Command Description Specifics Setup [µs] µs per pixel Pixels per sec
HMMC Write bytes into rectangle Fast 133 39 25640
LMMC Write bytes into rectangle Logical 133 39 25640
HMMV Fill rectangle with one color Fast 37 2.9 344828
LMMV Fill rectangle with one color Logical 37 6.1 163934
HMMM Copy rectangle content Fast 100 5.875 170213
YMMM Copy rectangle content, Y only Very fast 100 5.125 195122
LMMM Copy rectangle content Logical 100 8.375 119403
LINE Draw line Logical 56 6.2..8.2 121951..161290

The setup time is a fixed time, independent of the amount of modified pixels on the screen. Maybe it is caused by internal calculations of the VDP, or by some trailing delay. You have to add some more time for your program to set the video registers; this is typically another 100 µs.

Graphic 6 mode

The high-speed operations like HMMV perform at double speed. The reason is that two pixels are processed in a single command invocation. Logical operations only operate on single pixels and thus run at the same speed as in graphic 7.

Examples:

The following calculations all refer to graphic 7 mode, and we leave away all setup times. Thus, the required times are lower bounds; it will take longer to perform the action. Also, we assume 192 lines; the V9938 is able to expand this to 212 lines.
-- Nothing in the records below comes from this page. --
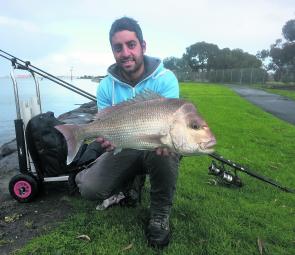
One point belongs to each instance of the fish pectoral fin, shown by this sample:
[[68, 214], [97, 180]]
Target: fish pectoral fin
[[158, 139], [117, 150]]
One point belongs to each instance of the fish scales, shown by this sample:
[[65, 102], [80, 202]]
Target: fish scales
[[146, 122]]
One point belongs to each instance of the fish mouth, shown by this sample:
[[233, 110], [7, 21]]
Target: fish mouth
[[208, 146]]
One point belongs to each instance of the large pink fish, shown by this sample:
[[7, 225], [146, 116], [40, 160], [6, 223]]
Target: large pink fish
[[146, 122]]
  • We'd like to paint the whole screen: There are 192 rows and 256 columns, which means 49152 pixels. Using the HMMV command, we see that this takes t = 2.9 µs * 49152 = 142541 µs = 0.14 secs. Doing that repeatedly, we will achieve less than 8 frames per second.
  • Instead of filling a rectangle, we can draw lines in subsequent rows. If we want to fill the screen, we have 192 lines with a length of 256 pixels. Each line takes about 1587 µs, hence, it takes 0.3 secs to fill the screen. (Exactly 0.343 secs, as a sample program proved.)
  • Suppose we want to shift the upper half of the screen down by one row. The upper half takes up 24576 pixels; moving the contents with the fastest YMMM command takes 125952 µs = 0.126 secs, again, just 8 frames per second.
  • We'd like to print a text on the graphics screen. Each character consists of 8x8 = 64 pixels. Using the HMMC command, printing a single character takes about 2500 µs, so we get 400 characters/second. Since 768 characters fit on the screen, it takes almost 2 seconds to fill the screen with characters.
  • Alternatively, we could store the glyphs of the characters in a non-visible screen area, again, as 8x8 pixels rectangles and then just copy the glyph to the desired screen position. This can be done with the HMMM command. One character takes 376 µs, this means 2660 characters per second.

If we think about serious game programming, 8 frames per second is pretty disappointing. The line command is certainly useful, and also painting into the rectangles, but mass transfer should be avoided.